What’s print got to do with it, got to do with it? The Tina Turner lyric (or something like it) comes flooding back with reports of Australia’s recent PacPrint show.
I missed it for the first time for decades this year… and by the sounds of things, I’m not the only one. Not that they didn’t attend, mind you. It’s just that the “2021-dubbed” 2022 event which has just taken place seems to have borne little resemblance to its predecessors and they missed the “original”.
Present on the news printing front was manrolandGoss – one of the last men standing of the newspaper press majors – and mailroom specialist Ferag, both of which have lives beyond a domestic news industry which has gone beyond “mature” to fractured.
Missing were Koenig & Bauer and Heidelberg, traditionally the biggest exhibitor in the Melbourne show and the one that once told us it would dominate newspaper printing. Remember the year they brought a Mercury single-width press to the show, but then struggled to find a buyer for it?
I was told to expect a show full of wideformat and labels, and if that was to understate the event, it would only be by the margin by which cut-sheet digital print has now embraced and enveloped everything. Margins of downsizing recall the way in which Heidelberg, traditionally a whole hall at industry giant DRUPA, limited its floor space by cosily building an internal wall around it.

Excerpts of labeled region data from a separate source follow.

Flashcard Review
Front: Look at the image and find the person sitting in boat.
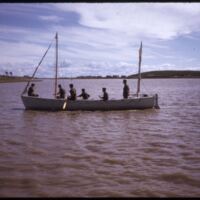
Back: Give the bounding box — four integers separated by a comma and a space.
78, 88, 90, 99
56, 84, 65, 99
123, 79, 130, 99
67, 84, 76, 101
99, 88, 108, 101
28, 83, 39, 97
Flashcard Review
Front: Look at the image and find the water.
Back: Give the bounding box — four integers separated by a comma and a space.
0, 79, 200, 197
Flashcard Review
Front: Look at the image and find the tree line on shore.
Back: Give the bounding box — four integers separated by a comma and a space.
0, 70, 200, 82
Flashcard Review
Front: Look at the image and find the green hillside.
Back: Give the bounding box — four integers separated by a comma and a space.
127, 70, 200, 78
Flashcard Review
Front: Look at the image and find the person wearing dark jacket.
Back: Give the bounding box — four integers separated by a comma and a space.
56, 84, 65, 99
78, 88, 90, 99
28, 83, 39, 97
99, 88, 108, 101
67, 84, 76, 101
123, 79, 130, 99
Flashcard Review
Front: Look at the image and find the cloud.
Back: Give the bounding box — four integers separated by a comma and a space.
0, 3, 200, 77
39, 15, 62, 22
55, 3, 200, 39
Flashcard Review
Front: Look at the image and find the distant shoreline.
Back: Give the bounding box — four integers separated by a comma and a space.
0, 70, 200, 83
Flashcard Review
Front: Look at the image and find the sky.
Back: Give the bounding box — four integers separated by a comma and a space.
0, 2, 200, 77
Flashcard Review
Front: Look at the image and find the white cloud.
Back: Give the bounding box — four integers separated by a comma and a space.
39, 15, 62, 22
55, 3, 200, 39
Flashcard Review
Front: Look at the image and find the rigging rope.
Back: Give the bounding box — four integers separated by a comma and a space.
21, 37, 55, 95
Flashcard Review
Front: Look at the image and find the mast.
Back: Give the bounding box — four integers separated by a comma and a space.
55, 33, 58, 98
136, 41, 142, 97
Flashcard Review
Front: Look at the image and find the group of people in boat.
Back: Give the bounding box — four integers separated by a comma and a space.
28, 79, 130, 101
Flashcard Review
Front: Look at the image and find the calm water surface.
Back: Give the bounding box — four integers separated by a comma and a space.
0, 79, 200, 197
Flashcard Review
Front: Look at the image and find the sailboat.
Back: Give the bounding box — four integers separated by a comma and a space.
21, 33, 159, 111
21, 33, 67, 111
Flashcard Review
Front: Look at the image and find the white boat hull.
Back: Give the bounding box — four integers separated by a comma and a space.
22, 95, 156, 111
21, 96, 67, 111
66, 96, 154, 111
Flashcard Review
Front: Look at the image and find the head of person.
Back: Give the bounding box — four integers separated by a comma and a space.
123, 79, 127, 84
69, 83, 74, 88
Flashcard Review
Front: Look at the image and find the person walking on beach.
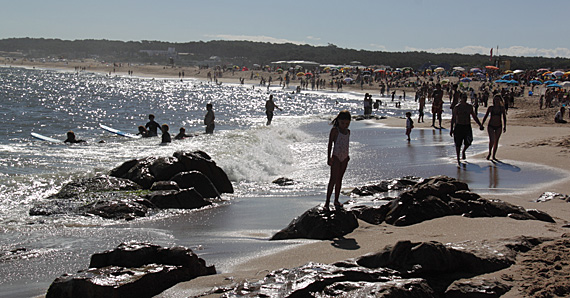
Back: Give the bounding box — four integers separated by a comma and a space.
406, 112, 414, 142
449, 94, 483, 165
204, 103, 216, 134
265, 94, 281, 125
481, 94, 507, 160
324, 110, 351, 210
144, 114, 160, 137
431, 83, 443, 129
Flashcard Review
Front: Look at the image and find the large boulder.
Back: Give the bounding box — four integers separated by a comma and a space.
271, 206, 358, 240
350, 176, 554, 226
109, 151, 234, 196
46, 242, 216, 298
174, 151, 234, 193
147, 188, 212, 209
171, 171, 220, 198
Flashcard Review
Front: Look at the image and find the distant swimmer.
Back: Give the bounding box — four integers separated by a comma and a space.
144, 114, 160, 137
137, 125, 150, 138
265, 94, 281, 125
204, 103, 216, 134
63, 130, 85, 144
174, 127, 191, 140
161, 124, 172, 144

The opportunity to talk digital print was offered by Screen – which had a big inkjet web order in France to report – HP representative the Currie Group, and Kodak, which was quoting my recent Sogémedia interview on LinkedIn. With little likelihood of abandoned plans for hyperlocal or short-run newspaper printing being resumed in Australia, they had little to look forward to.
Credit to Curries – whose interests span offset, digital and print finishing, and have done across seven decades – for providing a little pizzazz (pictured) to the proceedings.